Suppose we only need to flip a coin; thus, we must generate a 0 or 1 randomly. One way to do this is to examine the system clock. The clock might record time as an integer that counts the number of seconds since January 1, 1970 (atleast on Unix System). We could then use the lowest bit. The problem is that this does not work well if a sequence of random numbers is needed. One second is a long time, and the clock might not change at all while the program is running. Even if the time were recorded in units of microseconds, if the program were running by itself the sequence of numbers that would be generated would be far from random, since the time between calls to the generator would be essentially identical on every program invocation. We see, then, that what is really needed is a sequence of random numbers. These numbers should appear independent. If a coin is flipped and heads appears, the next coin flip should still be equally likely to come up heads or tails.
Following are question on above text snippet.
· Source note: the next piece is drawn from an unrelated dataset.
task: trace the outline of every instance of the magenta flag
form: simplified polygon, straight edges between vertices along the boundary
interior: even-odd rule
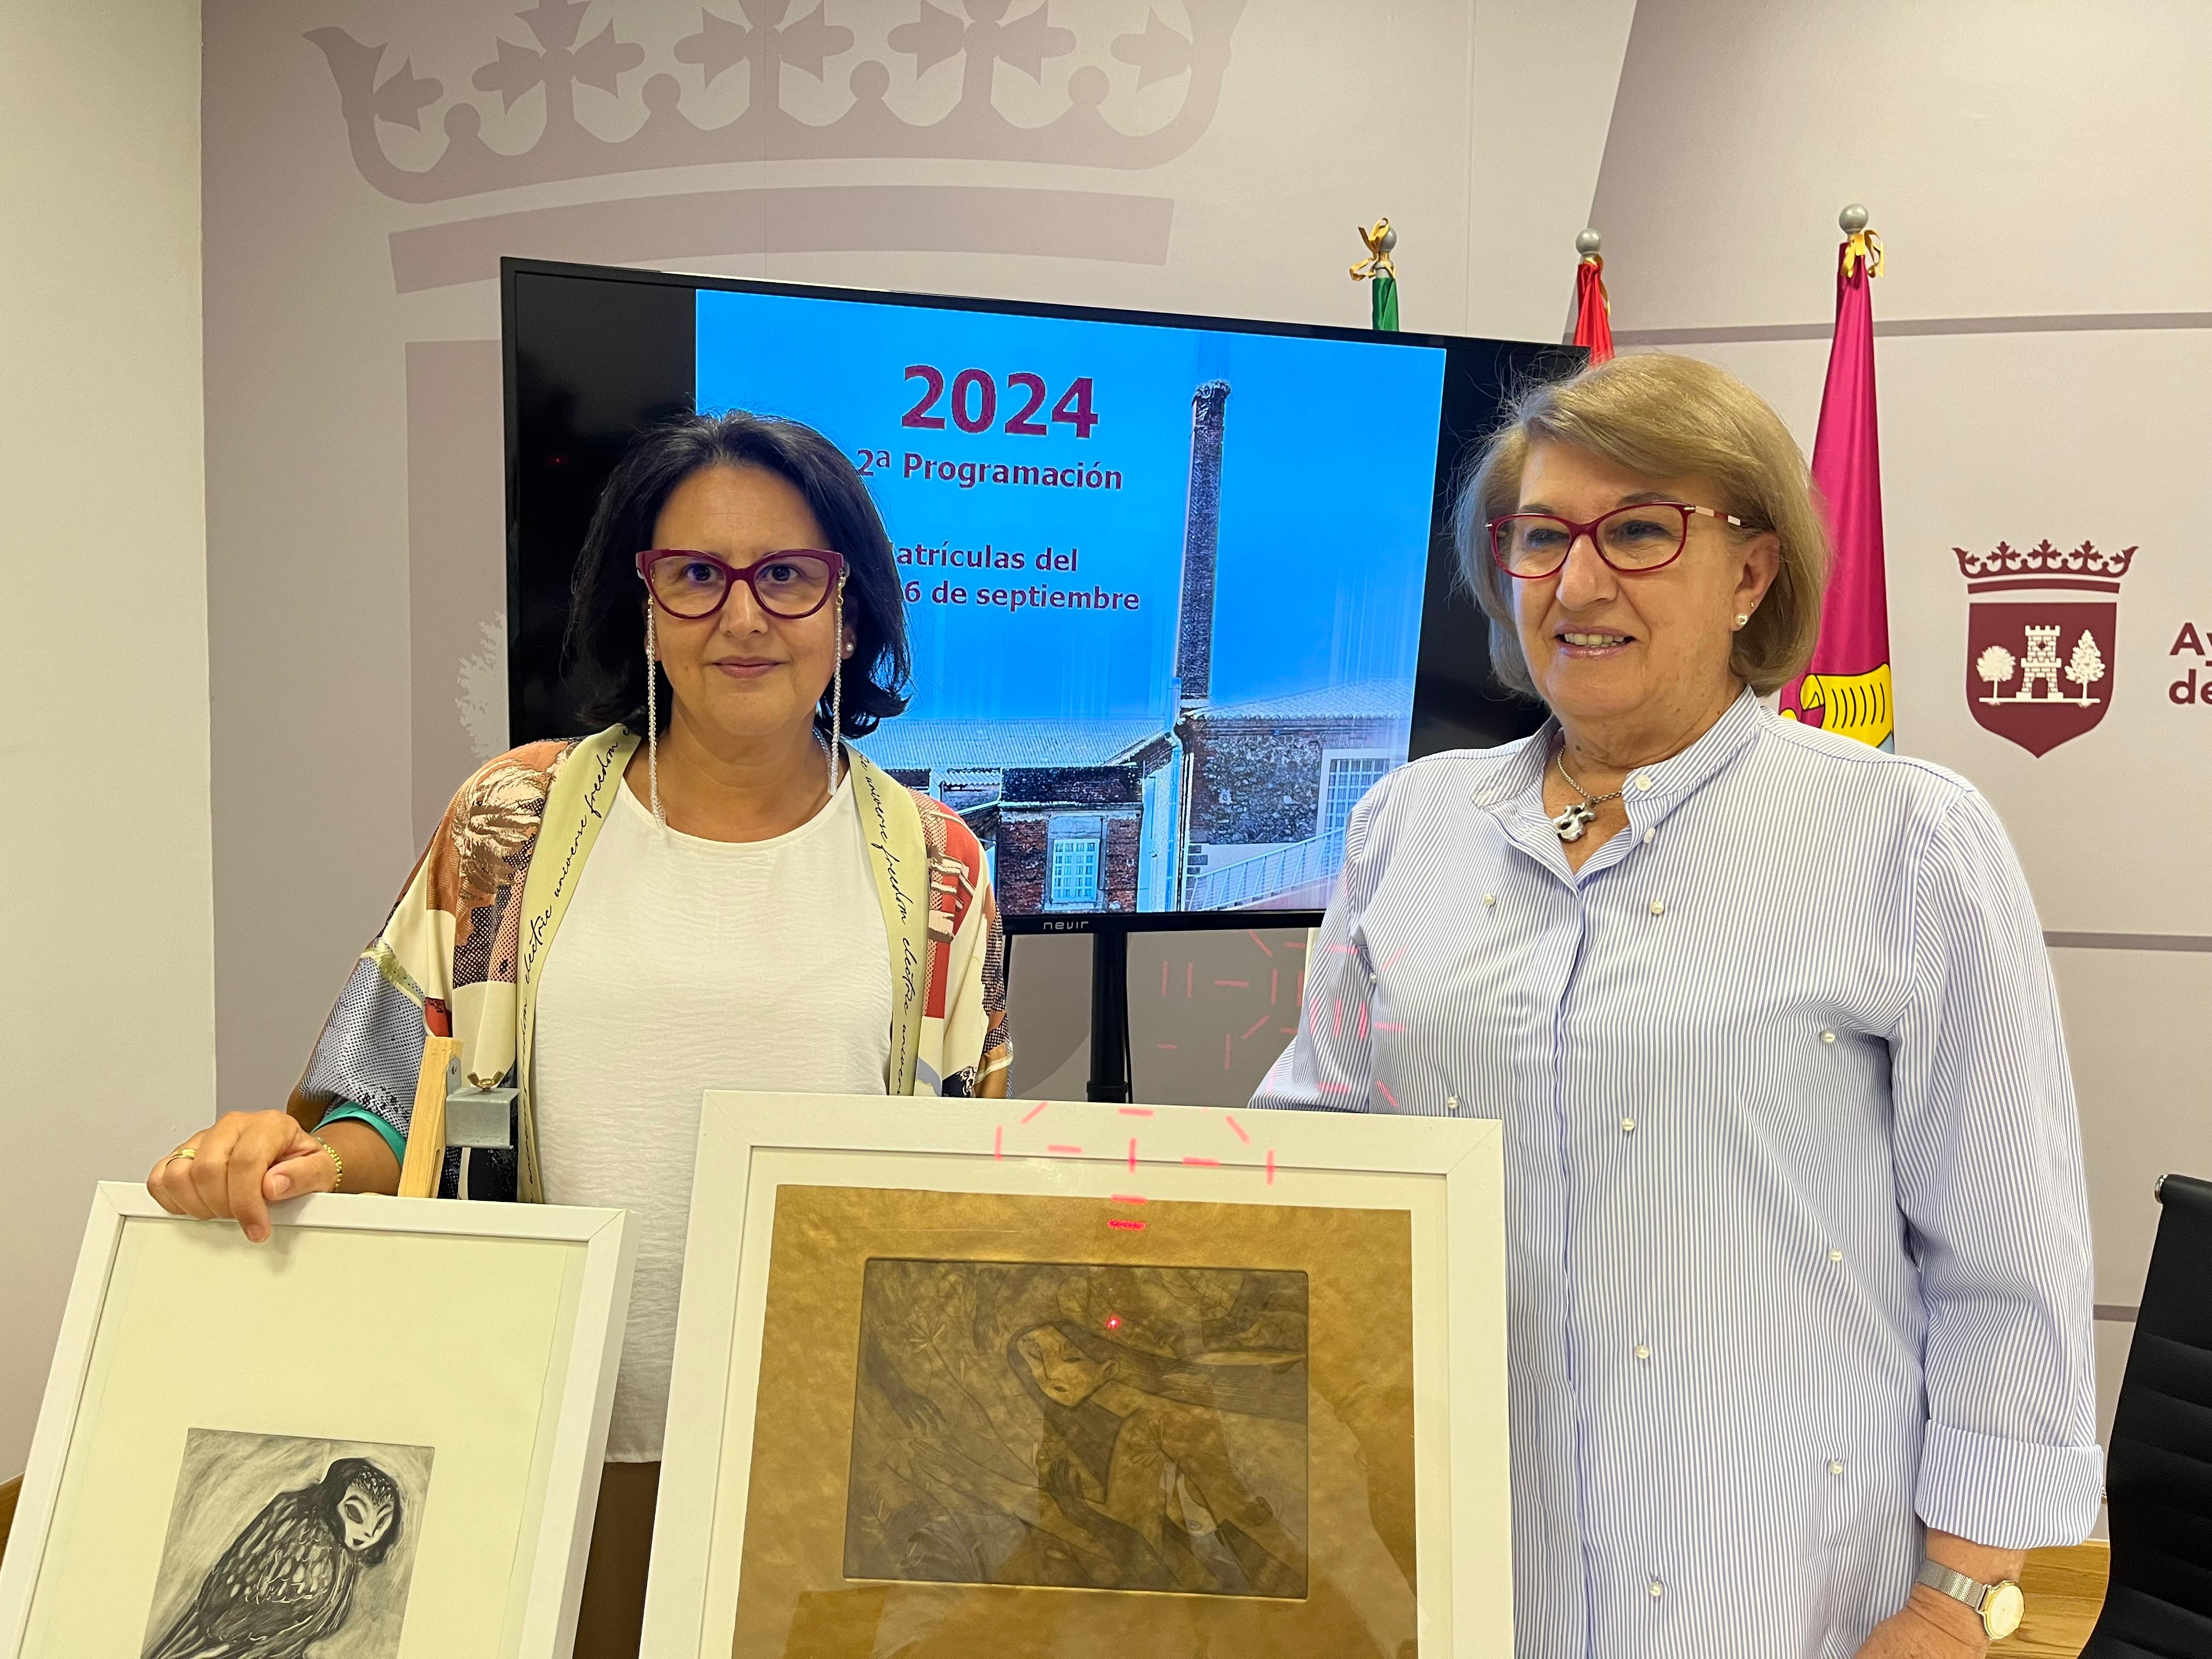
[[[1820,642],[1802,678],[1782,690],[1789,719],[1896,746],[1890,696],[1889,582],[1881,545],[1881,445],[1875,415],[1873,279],[1881,244],[1862,231],[1843,245],[1836,335],[1813,440],[1813,484],[1834,563]]]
In above text snippet " for count number of seconds we could use lowest bit", author is mentioning that this does not work as one second is a long time, and clock might not change at all", my question is that why one second is long time and clock will change every second, and in what context author is mentioning that clock does not change? Request to help to understand with simple example.
How author is mentioning that even for microseconds we don't get sequence of random numbers?